第七十九章・いざ、シャーロット遺跡へ!
ちょっと更新が遅れました。読者の皆様、すみません。
第七十九章・いざ、シャーロット遺跡へ!
コウモリの大群が、一斉に俺たちに向かって飛んできた。
「数が多過ぎる、みんな逃げるんだ!」
コマドリが頭を低くしながら言った。俺たちも頭上に気をつけながら、しゃがむ。
コウモリたちは、バタバタと音を立てながら、洞窟のあちこちに舞った。
「こいつらは危険なのか?」俺はルルチェに訊いた。
「コウモリはそんなに危険じゃない!このまま頭を下げてて」
コウモリたちは出口を探して、次第に洞窟から外を目指して逃げていった。
「こえーな」
俺はイーゼルを抱きしめながら言った。
「リ、リューイチ。苦しいです」
イーゼルを離す俺。
「わ、悪い!」
「んもう、抱きしめないでください」
「そんなに怒るなよ。俺はただ‥‥‥」
「わ、分かってます。分かっているんですけれども‥‥‥」
「俺が守るって言っただろ?」
「それはそうですが。みんなが見ている前で‥‥‥」
あ、そういう問題?
「誰も冷やかしたりしないさ。なぁ?」
俺はルルチェとコマドリに言った。
「まぁ、リューイチがロリコンなのはもう分かってるけどな」
と、コマドリが言う。
「ロリコン言うな、この、くのゼロ」
「ヘタレのくせに、こういう時は男を見せるのだな、このスケベ野郎は」
「もう言うな。はい、おしまい!」
俺たちは気を取り直して、洞窟の先に向かって進んだ。
洞窟の出口らしき場所は、太陽の光が差し込んでいるので分かった。そこから出られるようだ。
出口は小さかったが、抜けられないほどではなかった。
洞窟を出ると、エルドアード山岳を見渡せる場所に出た。
「ここも絶景だな」
俺は景色に浸る。だが、俺の背中の方にはまだ崖があった。
「この上に、あるのよ」
ルルチェが言った。
「何が?」
「ちょっと忘れたの?わたしたちが探しているのは何?」
「遺跡だろ?何だっけ‥‥‥えっと、名前が出てこない」
「シャーロット遺跡よ。覚えておきなさい」
「ああ、そうだったな。忘れてたよ」
「ちゃんと覚えておいて!じゃあ、行くわよ」
「この上って、崖を登らなくちゃいけないのかよ」
「リューイチ、登って上からロープを垂らしてきてよ」
「俺がいくのかよ?ロッククライミングの経験はないぞ」
「いいから行って!」
「わかったよ。ロープを貸してくれ」
ルルチェは俺にロープを渡す。
「わたしたちが登れるようになったら、二回ロープを引っ張って合図して」
「ああ、分かった!それじゃあ、登るか」
俺も昔はよく崖には登ってたからな。ガキの頃の話だが、まだ感覚は残っているだろう。
俺は手をひっかけるところを探しながら、崖を登っていく。見たところ、崖の上までは十五メートルくらいの高さだ。
山男ではないが、俺は自分の感覚で登っていった。
意外と登れるもんだな。
何だかこういうの、懐かしい気がする。
もういい年になると、こういう冒険心というのは薄れていくと思っていたが、その感覚が戻ってきたような思いだ。

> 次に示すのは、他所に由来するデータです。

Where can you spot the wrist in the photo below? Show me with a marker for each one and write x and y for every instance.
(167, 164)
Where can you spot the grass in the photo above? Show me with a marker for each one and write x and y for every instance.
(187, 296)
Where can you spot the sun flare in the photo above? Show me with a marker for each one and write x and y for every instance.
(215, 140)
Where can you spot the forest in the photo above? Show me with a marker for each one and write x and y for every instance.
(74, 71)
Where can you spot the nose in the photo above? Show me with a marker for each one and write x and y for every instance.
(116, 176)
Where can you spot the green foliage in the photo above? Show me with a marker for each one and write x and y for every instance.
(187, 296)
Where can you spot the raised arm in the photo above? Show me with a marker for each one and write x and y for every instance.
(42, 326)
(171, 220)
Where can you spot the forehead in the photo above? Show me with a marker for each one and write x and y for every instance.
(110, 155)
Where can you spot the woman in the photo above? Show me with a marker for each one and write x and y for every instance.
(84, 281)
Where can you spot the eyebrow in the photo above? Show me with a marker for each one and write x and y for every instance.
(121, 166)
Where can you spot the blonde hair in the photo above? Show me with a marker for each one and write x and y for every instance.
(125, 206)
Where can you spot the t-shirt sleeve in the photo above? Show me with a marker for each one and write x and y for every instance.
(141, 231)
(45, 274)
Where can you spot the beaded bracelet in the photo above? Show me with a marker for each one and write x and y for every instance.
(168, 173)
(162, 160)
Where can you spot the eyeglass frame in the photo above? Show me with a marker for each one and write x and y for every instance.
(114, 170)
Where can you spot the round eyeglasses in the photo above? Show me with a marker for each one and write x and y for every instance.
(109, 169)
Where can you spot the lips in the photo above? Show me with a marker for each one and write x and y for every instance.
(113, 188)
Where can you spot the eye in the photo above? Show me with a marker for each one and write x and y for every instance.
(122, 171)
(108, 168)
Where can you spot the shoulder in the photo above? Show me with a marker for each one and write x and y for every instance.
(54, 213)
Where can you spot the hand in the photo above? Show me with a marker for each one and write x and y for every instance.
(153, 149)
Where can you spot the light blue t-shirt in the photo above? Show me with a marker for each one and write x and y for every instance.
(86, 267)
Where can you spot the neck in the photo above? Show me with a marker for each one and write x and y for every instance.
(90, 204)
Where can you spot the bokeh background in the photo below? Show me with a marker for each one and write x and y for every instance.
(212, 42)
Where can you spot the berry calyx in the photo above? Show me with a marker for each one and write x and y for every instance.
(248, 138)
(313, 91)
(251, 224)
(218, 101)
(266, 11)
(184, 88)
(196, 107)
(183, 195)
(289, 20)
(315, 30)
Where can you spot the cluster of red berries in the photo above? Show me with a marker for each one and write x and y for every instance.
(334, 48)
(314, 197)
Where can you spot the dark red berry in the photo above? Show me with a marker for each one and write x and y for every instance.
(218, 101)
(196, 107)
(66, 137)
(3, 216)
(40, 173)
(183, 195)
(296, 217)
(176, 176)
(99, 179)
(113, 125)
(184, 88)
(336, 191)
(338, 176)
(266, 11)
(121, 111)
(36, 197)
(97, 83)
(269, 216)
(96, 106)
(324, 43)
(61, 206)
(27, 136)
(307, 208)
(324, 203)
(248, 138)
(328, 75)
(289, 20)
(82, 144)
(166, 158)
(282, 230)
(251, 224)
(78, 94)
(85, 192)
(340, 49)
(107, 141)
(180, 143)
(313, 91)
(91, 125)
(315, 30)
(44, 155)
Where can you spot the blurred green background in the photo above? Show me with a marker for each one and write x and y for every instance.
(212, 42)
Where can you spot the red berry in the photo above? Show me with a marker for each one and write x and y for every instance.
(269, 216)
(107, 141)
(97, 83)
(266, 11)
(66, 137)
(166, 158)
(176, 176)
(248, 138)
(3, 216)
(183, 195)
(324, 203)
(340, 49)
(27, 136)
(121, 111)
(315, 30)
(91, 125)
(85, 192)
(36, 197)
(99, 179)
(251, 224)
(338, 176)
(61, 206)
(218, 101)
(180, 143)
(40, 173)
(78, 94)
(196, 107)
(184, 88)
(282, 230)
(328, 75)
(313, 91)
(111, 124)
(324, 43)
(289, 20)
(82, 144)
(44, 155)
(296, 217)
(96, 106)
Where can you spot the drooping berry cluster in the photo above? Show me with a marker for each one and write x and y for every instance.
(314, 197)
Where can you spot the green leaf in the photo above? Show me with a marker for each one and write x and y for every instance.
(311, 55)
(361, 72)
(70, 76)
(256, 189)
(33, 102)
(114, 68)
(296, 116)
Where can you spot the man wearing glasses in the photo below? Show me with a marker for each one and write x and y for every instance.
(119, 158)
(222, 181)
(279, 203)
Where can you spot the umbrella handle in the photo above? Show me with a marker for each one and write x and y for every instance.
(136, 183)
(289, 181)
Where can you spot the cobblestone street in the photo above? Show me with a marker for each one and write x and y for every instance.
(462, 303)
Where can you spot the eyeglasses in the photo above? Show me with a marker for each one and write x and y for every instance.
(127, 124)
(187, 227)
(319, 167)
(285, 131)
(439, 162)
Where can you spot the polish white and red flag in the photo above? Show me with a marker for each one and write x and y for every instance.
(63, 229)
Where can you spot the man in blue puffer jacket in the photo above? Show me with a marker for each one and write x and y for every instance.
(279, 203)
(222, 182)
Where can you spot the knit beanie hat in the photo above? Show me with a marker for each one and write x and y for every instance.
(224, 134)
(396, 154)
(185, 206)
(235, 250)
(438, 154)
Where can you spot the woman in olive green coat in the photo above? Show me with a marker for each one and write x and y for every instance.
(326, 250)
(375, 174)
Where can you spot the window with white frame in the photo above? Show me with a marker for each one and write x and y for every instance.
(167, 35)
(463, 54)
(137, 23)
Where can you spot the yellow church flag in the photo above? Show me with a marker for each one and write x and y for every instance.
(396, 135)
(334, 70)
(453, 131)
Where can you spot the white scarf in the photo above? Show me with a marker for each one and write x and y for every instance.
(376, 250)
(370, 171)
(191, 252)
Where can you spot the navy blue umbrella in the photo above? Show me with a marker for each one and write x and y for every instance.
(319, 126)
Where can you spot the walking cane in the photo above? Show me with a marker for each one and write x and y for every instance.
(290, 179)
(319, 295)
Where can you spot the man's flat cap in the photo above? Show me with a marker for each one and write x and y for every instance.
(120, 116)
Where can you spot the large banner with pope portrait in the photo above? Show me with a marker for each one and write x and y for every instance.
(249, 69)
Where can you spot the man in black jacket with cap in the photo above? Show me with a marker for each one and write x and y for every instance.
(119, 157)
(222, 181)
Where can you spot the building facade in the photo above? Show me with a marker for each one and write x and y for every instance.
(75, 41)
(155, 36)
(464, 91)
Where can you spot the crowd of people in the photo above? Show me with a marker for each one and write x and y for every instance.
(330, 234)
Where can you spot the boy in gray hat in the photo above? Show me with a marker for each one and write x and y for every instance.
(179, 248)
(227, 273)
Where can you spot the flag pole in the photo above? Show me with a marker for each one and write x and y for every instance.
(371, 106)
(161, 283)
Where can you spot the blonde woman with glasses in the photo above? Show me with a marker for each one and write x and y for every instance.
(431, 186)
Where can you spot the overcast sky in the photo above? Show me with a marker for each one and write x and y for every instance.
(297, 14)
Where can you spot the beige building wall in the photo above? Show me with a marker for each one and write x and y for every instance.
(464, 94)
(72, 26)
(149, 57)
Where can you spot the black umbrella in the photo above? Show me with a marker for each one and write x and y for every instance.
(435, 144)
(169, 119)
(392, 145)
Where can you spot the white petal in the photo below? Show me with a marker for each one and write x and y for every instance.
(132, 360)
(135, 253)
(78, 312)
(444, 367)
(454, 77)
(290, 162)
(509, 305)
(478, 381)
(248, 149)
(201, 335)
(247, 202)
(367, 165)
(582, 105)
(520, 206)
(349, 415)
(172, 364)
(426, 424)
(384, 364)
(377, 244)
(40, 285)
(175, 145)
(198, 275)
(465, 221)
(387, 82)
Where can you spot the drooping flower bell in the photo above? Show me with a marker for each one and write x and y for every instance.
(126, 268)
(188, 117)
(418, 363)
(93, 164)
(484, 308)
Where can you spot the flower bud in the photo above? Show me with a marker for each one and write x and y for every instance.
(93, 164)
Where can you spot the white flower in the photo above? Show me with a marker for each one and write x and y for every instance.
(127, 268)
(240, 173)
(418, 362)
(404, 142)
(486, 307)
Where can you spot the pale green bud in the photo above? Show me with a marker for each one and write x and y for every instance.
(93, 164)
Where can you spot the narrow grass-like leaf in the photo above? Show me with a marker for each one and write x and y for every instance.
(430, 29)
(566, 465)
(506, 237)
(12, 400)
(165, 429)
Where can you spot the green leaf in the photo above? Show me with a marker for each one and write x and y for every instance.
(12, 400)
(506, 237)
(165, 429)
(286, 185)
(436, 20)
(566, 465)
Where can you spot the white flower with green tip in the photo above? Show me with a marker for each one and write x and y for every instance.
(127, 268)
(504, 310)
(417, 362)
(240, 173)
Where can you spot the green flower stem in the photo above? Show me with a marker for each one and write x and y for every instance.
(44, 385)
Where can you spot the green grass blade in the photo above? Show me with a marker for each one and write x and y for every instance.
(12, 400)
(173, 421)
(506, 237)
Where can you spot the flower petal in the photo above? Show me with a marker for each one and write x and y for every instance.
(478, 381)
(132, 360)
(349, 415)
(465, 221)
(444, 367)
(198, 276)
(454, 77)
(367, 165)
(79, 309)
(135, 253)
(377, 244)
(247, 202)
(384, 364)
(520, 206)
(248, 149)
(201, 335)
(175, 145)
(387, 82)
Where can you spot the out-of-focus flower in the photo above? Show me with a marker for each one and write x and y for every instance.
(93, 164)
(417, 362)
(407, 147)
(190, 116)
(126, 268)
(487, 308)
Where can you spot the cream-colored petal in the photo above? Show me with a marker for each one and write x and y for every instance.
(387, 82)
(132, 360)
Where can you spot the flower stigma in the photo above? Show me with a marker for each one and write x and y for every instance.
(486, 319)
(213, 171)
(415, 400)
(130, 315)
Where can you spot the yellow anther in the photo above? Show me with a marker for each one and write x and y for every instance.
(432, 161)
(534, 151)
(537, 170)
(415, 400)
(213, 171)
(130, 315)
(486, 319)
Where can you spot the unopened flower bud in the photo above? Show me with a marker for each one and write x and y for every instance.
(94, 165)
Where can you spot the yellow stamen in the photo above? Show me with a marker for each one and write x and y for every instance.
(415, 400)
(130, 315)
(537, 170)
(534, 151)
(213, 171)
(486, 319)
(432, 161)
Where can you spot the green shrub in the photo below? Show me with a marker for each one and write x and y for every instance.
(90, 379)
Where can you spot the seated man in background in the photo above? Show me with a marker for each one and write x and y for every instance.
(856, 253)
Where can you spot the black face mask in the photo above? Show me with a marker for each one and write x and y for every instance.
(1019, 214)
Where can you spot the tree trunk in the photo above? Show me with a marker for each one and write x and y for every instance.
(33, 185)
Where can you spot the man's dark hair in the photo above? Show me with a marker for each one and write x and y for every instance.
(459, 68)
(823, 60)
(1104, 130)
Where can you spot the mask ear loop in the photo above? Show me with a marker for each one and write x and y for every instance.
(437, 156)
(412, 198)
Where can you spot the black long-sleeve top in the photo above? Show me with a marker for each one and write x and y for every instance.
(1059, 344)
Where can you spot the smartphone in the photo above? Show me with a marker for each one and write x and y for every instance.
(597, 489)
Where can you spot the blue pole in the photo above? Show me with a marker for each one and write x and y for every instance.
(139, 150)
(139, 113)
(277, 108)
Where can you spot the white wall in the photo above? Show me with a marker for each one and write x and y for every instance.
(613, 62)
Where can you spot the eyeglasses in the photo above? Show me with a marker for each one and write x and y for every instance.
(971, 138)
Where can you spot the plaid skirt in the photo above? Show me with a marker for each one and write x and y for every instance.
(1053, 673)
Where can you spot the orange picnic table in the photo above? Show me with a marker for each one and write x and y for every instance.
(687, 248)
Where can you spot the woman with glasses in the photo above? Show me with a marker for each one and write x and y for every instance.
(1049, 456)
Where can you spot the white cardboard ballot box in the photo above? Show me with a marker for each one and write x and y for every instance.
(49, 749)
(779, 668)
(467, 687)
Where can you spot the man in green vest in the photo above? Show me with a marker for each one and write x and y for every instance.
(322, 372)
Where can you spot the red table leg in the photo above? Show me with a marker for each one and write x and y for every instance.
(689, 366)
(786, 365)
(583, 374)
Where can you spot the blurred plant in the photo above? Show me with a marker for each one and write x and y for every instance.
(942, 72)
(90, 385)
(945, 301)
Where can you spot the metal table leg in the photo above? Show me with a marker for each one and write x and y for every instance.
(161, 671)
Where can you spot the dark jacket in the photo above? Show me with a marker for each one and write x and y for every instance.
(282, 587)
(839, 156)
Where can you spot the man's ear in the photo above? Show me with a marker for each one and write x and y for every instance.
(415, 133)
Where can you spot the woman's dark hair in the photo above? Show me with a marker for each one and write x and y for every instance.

崖の上まで登ると、ロープをその辺の岩に結んで、ロープを二回引っ張った。
ルルチェ、イーゼル、コマドリの順に一人ずつロープをつかんで登っていく。
ようやく俺たちは、この山岳の一番高いところまで来たのだ。そこには、探していたシャーロット文明の遺跡があった。
ほとんどの建物や柱が崩壊していたが、まぎれもなくそこには、かつて文明があったと断言できる遺跡が存在したのだった。
「俺、こういう遺跡を生で見たの初めてだ」
俺は感極まった。こんなところにも歴史というものがあったのだな。これはロマンというか、不思議な感覚だ。ずっと見ていたい。そんな気持ちになる。
ルルチェは地図を出して、地形と高さ、それに緯度と経度を計算して、地図上にその場所にしるしを描き込んだ。
「これで任務完了ね!」
「遺跡には近づかないのか?」
「まだ、調査が入ってないから手付かずのままにしておきたいの」
「そうか?古代遺跡ってのはやっぱり目の中に残しておきたいだろ?」
「それはあと何十年かしたらね」
気の長い話だ。
まぁいい。シャーロット遺跡には無事に来れたんだ。もう少しだけ浸って、あとはもう帰るだけだ。
「みんな、気をつけろ」
コマドリがまた、気をめぐらして言った。
「ここにも何かいる!」
テレビを観ていたので、更新が遅れてしまいました。読者の皆さんには読んでいただいて大変感謝しています!!